The introduction of the law was followed by months of new dictates from Kim warning of outside influence. In February, he ordered all provinces, cities and counties to “mercilessly” stamp out growing capitalist tendencies. In April, he warned that “a serious change” was taking place in the “ideological and mental state” of young North Koreans. And last month, the state-run newspaper Rodong Sinmun cautioned that North Korea would “crumble” if such influences proliferated.

“To Kim Jong Un, the cultural invasion from South Korea has gone beyond a tolerable level,” said Jiro Ishimaru, chief editor of Asia Press International, a website in Japan that monitors North Korea. “If this is left unchecked, he fears that his people might start considering the South an alternative Korea to replace the North.”

Computers, text messages, music players and notebooks are now being scoured for South Korean content and accents, according to North Korean government documents smuggled out by Asia Press. Women in North Korea, for example, are supposed to call their dates “comrade.” Instead, many have started calling them “oppa,” or honey, as women do in K-dramas. Kim has called the language “perverted.”

The families of those who are caught “imitating the puppet accent” from the South in their daily conversations or text messages could be expelled from cities as a warning, the documents said.

This is not the first time North Korea has lashed out against an “ideological and cultural invasion.” All radios and televisions are preset to receive government broadcasts only. The government has blocked its people from using the global internet. Disciplinary squads patrol the streets, stopping men with long hair and women with skirts that are considered too short or trousers deemed too tight. The only hair dye available is black, according to the Russian Embassy in Pyongyang.

But it may be too late to patch the cracks left behind during the 1990s. Jung, 58, remembers watching “Jealousy,” a K-drama about young love, when he was still in North Korea and feeling a culture shock. “On North Korean TV, it was all about the party and the leader,” he said. “You never saw such a natural display of human emotions like a man and woman kissing.”

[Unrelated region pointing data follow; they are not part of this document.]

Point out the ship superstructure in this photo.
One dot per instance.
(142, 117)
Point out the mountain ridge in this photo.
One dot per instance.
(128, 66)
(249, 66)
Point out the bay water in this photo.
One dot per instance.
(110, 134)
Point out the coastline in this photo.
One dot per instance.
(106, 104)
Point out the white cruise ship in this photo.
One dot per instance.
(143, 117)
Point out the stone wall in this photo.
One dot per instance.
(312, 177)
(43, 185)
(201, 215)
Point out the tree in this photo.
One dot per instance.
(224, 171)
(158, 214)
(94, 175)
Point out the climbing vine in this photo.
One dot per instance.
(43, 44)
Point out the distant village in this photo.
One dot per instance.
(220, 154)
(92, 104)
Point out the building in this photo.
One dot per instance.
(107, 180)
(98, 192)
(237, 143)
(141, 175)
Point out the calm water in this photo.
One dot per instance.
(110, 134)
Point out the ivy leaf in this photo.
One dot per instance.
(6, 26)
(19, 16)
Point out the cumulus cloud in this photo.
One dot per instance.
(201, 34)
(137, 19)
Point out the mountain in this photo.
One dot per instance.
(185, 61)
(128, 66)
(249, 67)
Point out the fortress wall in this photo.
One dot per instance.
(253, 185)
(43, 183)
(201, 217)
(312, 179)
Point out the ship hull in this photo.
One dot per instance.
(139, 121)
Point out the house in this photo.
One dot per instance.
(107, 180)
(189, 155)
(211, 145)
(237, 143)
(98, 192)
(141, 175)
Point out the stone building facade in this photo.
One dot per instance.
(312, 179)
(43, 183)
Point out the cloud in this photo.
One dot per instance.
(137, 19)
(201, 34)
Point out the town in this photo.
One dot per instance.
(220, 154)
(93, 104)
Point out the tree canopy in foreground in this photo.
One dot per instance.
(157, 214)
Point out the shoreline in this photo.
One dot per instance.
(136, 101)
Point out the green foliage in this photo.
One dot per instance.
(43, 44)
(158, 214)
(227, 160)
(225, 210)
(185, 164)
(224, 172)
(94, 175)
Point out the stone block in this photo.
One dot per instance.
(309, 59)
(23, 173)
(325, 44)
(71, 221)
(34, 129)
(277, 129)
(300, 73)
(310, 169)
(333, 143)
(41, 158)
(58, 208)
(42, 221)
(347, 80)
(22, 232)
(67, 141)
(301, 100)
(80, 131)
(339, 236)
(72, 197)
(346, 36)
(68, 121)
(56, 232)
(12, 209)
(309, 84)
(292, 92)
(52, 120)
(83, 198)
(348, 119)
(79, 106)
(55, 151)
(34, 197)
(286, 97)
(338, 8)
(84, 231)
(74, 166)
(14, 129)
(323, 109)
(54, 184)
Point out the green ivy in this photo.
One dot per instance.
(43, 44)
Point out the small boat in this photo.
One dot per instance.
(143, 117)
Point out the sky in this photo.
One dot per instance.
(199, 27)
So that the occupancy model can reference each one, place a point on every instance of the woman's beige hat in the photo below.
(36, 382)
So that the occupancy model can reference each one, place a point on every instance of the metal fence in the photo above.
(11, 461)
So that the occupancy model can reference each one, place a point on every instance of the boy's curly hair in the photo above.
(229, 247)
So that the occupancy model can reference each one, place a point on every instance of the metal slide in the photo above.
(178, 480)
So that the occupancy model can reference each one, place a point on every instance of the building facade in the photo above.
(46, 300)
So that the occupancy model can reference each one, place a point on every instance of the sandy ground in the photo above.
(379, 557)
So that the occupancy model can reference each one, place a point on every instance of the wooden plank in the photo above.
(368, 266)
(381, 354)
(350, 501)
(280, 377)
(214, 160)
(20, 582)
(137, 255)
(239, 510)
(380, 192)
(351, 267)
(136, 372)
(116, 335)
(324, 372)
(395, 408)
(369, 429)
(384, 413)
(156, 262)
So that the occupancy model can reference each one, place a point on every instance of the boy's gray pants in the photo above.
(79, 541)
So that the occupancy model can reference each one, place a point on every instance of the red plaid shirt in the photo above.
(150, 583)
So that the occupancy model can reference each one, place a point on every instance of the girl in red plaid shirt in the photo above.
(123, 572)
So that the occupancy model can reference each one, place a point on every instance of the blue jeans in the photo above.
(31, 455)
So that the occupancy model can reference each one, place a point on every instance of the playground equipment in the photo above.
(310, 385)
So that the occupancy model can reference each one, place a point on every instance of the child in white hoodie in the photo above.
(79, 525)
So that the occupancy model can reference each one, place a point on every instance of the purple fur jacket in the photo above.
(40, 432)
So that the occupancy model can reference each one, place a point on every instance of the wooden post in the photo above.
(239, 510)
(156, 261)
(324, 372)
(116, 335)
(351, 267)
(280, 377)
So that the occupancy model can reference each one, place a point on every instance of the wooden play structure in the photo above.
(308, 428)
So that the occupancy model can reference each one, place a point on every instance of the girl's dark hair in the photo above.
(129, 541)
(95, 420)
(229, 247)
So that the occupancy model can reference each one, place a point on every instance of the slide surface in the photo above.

In a survey that Seoul National University’s Institute for Peace and Unification Studies conducted of 116 people who fled North Korea in 2018 or 2019, nearly half said they had “frequently” watched South Korean entertainment while in the North. A current favorite, Jung said, was “Crash Landing on You,” a show about a paragliding South Korean heiress who is carried across the border by a sudden gust of wind and falls in love with a North Korean army officer.